Quand ma proximité devient gênante, ils n’ont que quelques pas à faire pour se faufiler en un éclair dans les anfractuosités du monticule, ou parmi les herbes encore jaunies par l’hiver.
Le 8 juin, j’ai enfin la conviction d’avoir atteint mon objectif. Alors que la femelle profite des derniers rayons venus de l’ouest, je remarque que le bout de sa queue est maintenu dans la gueule du mâle, dont la tête est désormais flamboyante de turquoise. Les deux membres du couple semblent littéralement très attachés l’un à l’autre !
Le 23 juin, je découvre avec tristesse la femelle privée de sa queue. C’est peut-être à cause des accouplements, réputés sportifs chez les lézards ? Mais le suspect numéro un reste le chat domestique. Et contre ce danger, je n’ai malheureusement pas de solution.
Les observations se multiplient ensuite jusqu’à la fin de l’été. Je noterai le passage d’un immature âgé de 1 an et la visite d’une autre femelle non amputée. Je suis fier d’accueillir cette espèce rare et heureux de contribuer à mon échelle à une meilleure cohabitation avec la diversité du vivant.

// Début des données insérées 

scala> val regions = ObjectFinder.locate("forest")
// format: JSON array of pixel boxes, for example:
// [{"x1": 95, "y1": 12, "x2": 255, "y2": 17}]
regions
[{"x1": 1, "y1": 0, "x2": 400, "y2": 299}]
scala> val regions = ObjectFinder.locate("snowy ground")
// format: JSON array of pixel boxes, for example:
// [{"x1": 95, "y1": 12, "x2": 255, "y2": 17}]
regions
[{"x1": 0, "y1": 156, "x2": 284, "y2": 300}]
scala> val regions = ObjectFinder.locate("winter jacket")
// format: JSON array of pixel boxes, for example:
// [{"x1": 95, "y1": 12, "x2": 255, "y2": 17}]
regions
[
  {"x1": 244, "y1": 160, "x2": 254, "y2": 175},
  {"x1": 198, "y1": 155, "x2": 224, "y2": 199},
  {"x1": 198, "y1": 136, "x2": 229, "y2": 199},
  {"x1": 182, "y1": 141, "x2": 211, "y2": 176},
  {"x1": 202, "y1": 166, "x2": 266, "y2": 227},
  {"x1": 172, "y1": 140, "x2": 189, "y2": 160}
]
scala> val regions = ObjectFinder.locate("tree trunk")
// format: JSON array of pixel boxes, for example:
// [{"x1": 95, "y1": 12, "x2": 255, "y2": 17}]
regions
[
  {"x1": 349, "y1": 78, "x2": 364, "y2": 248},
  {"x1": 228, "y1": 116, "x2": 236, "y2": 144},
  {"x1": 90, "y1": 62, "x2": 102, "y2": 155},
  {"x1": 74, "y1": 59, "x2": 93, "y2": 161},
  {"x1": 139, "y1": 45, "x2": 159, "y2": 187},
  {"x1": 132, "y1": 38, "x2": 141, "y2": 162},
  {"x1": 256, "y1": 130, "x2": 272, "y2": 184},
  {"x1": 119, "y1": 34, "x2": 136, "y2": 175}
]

Vivement le printemps prochain !
3 faits à connaître sur le lézard vert
Rester au chaud
Le lézard vert est désormais appelé lézard à deux raies en France, où il est répandu au sud d’une ligne Brest-Besançon. Au nord de cet axe, le reptile est soit absent, soit sévèrement contraint par les conditions climatiques. Il se réfugie alors à très basse altitude et sur les secteurs bien exposés. En Suisse, Lacerta bilineata est classé vulnérable sur la liste rouge et se cantonne dans la frange méridionale du pays.
Bon à croquer
Le lézard vert est un prédateur qui se régale d’insectes comme les coléoptères, criquets, sauterelles ou encore chenilles non poilues. Cloportes, araignées, petits mollusques et lombrics sont également capturés. Plus rarement, le reptile jette son dévolu sur des lézardeaux – y compris de sa propre espèce ! – ou des nouveau-nés de micromammifères.
Zone à défendre
Le territoire des lézards verts s’étend de 200 à 1 200 m2 selon les conditions. Le mâle, très sédentaire, défend ardemment son domaine vital et peut s’accoupler avec plusieurs femelles. On observe parfois une hiérarchie parmi ces dernières. Deux pontes sont possibles dans l’année : une fin mai et la seconde fin juin. Les 5 à 15 œufs sont pondus dans le sol et ne sont pas incubés par les parents. L’éclosion a lieu après cinquante à cent jours.